The greenhouse needs water each and every single day. I can’t miss a beat here, no water, no food. I am opening the door and the vents first thing each morning. There you have it — water and keep the air circulating. 

I lost all of the strawberries and raspberries. And I know I am not the only one, there really is comfort in knowing that.  

I gleaned 10 plants from what survived of my own. I called them “Doris James Strawberries” because I bought the plants from her 15 years ago and have loved them so much ever since. Doris did not know the name of the plants herself, thus the eponym.

Another friend gave me about 30 of what we call Sitka strawberries. These are the pinkish ones that taste lovely, need to be harvested immediately and make a pink flavorful jam. Winner.

A second friend gave me Ft. Laramie. We are actually eating these, not many but enough to be thankful. Three different kinds of strawberries.  This is not something I would normally do. I like conformity in the garden which translates to production. 

But this is an unusual year and I might as well roll with it.

I have never been happy with the raspberry patch. When we lived at Mile 15 East End Road, elevation 1,466 feet, our plants did not produce; they certainly did grow, but no berries. So, coming down here 15 years ago I really wanted raspberries. I got Lathams from a friend and they produced well for several years, but then started having good years and bad years, the bad becoming more prevalent. The drainage in the area where they lived was getting progressively wetter and raspberries do not like wet. This winter was the final blow, although the plants we stuffed next to the driveway are doing just fine growing in the gravel. There you have it. 

All of that aside, I did not like the two row system we had. They were too difficult to tend and harvest. So we are taking advantage of their demise and constructing raised beds for them. I need them in the same location, this is a small plot and there is only so much available space. I am now researching varieties, giving the whole raspberry challenge more thought.

The roses are having a banner year. I have a patch of rosa rugosa “Hansa” that has been allowed to run wild. But this year I paid for that freedom. I needed to get in there and clean out the canes that have been broken down by the snow, damaged by rabbits and otherwise were out of control. I thought that was what I wanted, what they wanted. No. They are a mess. I have done them no favor. 
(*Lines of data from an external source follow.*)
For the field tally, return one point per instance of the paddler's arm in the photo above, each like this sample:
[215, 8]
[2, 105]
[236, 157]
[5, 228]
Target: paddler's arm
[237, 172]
My son gave me a pair of his coveralls a few years back and I love this garment. Not particularly flattering but, hey, they protect me from the thorns, and the rose gloves I invested in are worth every penny.

I cut out enough old, damaged canes to fill the pickup twice. Come fall I will, on the advice of a friend, cut down the oldest canes to the ground. These also tend to be the tallest. This should get the patch back under control and looking lush instead of straggly.

The Theresa Bugnets are blooming and the scent is what a rose should be. These roses have proven to be hardier than anticipated. Once they are established, and that takes about four years,  stand back. They are gorgeous. A medium pink double.  And the canes, let’s not forget the canes, are a deep red, and, oh, the leaves turn red in the fall. 

Got those on your list? 

“William Baffin” is the one I consider a climber, which is just a rose that sends out long canes that you can train to climb. I had a volunteer that was in the way of a project so I just pulled it up and stuck it in a new location and it is on its way to glory. These are a deep pink and the established plant should soon be rambling in the moose rack on display. I like the juxtaposition.

Rosemary Fitzpatrick is a longtime Homer gardener.